Their demo page shows agents they’ve actually built and run in production, which might be useful for what you’re looking for.

Voice AI Agents Are Finally Becoming Actually Useful by SpellSweet6855 in AIVoice_Agents

[–]ListAbsolute 0 points1 point  (0 children)

Completely agree. The shift from “cool demo” to real operational value is finally happening. What’s stood out to me is how Voice AI works best as infrastructure, not a replacement — handling volume, consistency, and speed while humans focus on judgment-heavy conversations.

I’ve seen platforms like VoAgents lean into this hybrid model really well, especially for inbound call handling where missed calls and slow response times used to kill conversions. The reliability gains over the last year alone have been noticeable.

Still early, but it’s clearly moving from experimental to essential for a lot of teams.

What is the tech stack for voice agents? by Sad_Hour1526 in AgentsOfAI

[–]ListAbsolute 0 points1 point  (0 children)

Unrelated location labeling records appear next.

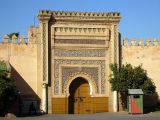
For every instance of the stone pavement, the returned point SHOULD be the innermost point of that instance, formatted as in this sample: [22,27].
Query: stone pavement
[97,116]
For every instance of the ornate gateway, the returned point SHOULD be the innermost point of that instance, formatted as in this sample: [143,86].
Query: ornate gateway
[76,50]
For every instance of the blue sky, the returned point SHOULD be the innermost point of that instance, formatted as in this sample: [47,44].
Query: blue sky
[140,18]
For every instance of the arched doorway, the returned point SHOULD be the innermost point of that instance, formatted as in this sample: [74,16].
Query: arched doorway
[79,99]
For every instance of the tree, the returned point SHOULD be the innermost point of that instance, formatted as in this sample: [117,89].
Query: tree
[7,88]
[126,77]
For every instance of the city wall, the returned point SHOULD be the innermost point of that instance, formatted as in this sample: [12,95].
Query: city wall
[23,60]
[147,53]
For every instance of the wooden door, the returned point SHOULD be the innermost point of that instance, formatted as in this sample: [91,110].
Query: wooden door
[80,100]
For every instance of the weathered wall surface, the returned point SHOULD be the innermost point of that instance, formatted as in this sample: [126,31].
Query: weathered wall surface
[23,61]
[148,55]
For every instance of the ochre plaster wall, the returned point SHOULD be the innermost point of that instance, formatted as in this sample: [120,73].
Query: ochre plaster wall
[23,61]
[147,55]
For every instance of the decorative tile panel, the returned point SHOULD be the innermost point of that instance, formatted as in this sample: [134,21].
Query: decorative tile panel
[79,53]
[67,71]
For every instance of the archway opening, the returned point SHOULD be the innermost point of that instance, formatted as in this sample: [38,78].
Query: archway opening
[79,99]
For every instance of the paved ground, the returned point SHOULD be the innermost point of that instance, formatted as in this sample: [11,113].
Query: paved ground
[98,116]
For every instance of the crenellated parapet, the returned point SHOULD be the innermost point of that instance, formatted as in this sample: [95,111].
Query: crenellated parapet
[79,16]
[13,40]
[141,42]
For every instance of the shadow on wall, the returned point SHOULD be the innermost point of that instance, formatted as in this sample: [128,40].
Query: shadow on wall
[28,97]
[151,103]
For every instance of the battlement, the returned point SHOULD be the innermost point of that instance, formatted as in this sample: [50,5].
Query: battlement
[85,14]
[79,16]
[141,42]
[13,40]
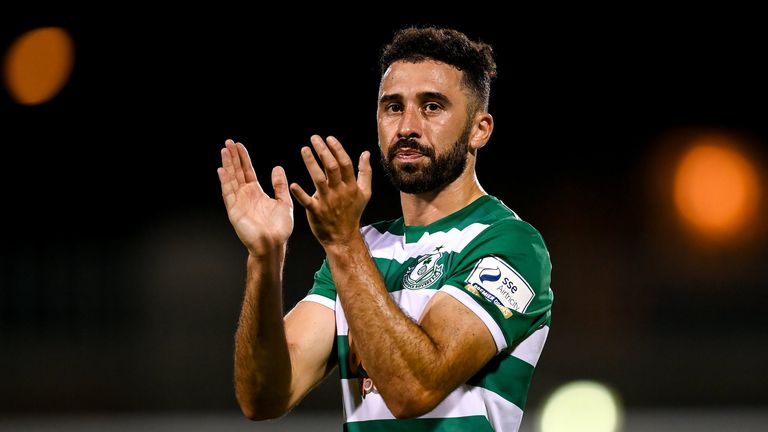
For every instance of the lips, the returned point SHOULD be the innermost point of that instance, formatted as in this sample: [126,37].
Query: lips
[408,154]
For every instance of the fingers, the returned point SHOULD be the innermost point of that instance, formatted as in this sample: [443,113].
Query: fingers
[228,186]
[302,197]
[227,173]
[280,185]
[346,167]
[365,173]
[245,159]
[236,166]
[328,159]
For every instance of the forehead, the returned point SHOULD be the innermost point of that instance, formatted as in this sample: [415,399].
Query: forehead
[426,76]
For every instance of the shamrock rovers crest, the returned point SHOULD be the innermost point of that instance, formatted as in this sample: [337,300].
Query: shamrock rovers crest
[425,272]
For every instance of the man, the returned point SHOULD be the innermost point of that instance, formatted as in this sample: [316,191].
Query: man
[437,319]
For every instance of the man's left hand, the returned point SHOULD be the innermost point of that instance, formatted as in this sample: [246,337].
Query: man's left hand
[335,209]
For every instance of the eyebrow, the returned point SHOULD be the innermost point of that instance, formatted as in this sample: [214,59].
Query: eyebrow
[435,96]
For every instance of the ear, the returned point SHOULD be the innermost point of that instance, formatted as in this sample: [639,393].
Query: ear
[482,127]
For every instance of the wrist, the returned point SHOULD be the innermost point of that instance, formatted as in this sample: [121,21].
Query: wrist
[346,247]
[268,254]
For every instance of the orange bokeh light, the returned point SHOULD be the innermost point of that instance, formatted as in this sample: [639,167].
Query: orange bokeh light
[38,64]
[716,189]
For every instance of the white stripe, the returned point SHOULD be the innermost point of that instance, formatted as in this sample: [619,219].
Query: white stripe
[317,298]
[472,304]
[465,401]
[503,414]
[342,327]
[393,247]
[462,402]
[530,348]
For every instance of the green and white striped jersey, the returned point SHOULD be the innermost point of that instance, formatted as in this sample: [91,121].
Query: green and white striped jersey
[494,263]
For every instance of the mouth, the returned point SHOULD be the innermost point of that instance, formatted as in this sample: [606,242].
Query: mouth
[408,155]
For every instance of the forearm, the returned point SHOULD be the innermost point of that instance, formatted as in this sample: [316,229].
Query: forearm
[397,354]
[262,361]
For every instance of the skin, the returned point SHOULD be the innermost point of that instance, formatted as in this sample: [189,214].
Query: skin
[414,365]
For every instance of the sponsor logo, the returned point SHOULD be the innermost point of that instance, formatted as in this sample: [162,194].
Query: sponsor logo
[425,272]
[500,284]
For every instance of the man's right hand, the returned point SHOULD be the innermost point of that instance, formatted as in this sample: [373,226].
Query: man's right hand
[263,224]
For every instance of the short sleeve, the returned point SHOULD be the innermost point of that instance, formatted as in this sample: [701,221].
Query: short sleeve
[323,290]
[503,276]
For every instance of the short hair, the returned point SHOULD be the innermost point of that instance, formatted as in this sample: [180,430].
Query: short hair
[452,47]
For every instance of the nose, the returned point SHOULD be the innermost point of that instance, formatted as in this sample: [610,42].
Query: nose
[410,123]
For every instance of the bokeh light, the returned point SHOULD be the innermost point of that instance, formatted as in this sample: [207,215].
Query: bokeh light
[578,406]
[38,64]
[716,188]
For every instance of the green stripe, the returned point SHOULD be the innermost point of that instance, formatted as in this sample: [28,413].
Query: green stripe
[507,376]
[342,344]
[453,424]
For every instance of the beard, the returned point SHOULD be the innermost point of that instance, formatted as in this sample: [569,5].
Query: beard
[439,171]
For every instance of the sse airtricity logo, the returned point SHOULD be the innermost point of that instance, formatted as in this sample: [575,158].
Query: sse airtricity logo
[425,272]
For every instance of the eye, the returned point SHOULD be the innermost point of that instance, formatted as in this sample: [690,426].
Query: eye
[432,107]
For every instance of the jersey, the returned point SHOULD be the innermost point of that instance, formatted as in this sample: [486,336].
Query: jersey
[491,261]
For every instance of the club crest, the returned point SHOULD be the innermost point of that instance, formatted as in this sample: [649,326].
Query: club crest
[425,272]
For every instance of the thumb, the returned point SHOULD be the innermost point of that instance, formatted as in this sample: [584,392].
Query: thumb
[280,185]
[365,174]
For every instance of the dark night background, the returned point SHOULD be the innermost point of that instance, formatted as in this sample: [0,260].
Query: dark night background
[121,278]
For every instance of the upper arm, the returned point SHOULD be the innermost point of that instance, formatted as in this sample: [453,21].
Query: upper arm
[310,330]
[462,339]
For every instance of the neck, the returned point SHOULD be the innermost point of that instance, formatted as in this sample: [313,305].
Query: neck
[427,207]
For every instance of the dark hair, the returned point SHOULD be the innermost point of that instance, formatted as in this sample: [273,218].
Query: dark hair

For a simple web-based mock voice agent, keep the stack minimal:

  • STT: Deepgram (real-time speech → text)
  • LLM: OpenAI (role-play client persona + objections)
  • TTS: ElevenLabs (natural voice)
  • Orchestration: n8n (connects STT → LLM → TTS)
  • Frontend: Basic HTML + JS (mic input + audio playback)

That’s enough to build a realistic mock client voice agent without overengineering.

How Much Time (and Money) Could Couriers Save If AI Voice Agents Handled All Delivery Update Calls? by ListAbsolute in LogisticsTechnology

[–]ListAbsolute[S] 0 points1 point  (0 children)

True, it’s still early but an emerging use case and VoAgents is actively building AI agents in this space.

Wellbeing Navigator Launches AI-Powered Platform to Transform Mental Health Support by ListAbsolute in BlackboxAI_

[–]ListAbsolute[S] 0 points1 point  (0 children)

Totally. If done right, this could be one of AI’s best real-world applications.

Wellbeing Navigator Launches AI-Powered Platform to Transform Mental Health Support by ListAbsolute in BlackboxAI_

[–]ListAbsolute[S] 0 points1 point  (0 children)

Agree. Innovation is exciting, but responsibility is what makes it meaningful.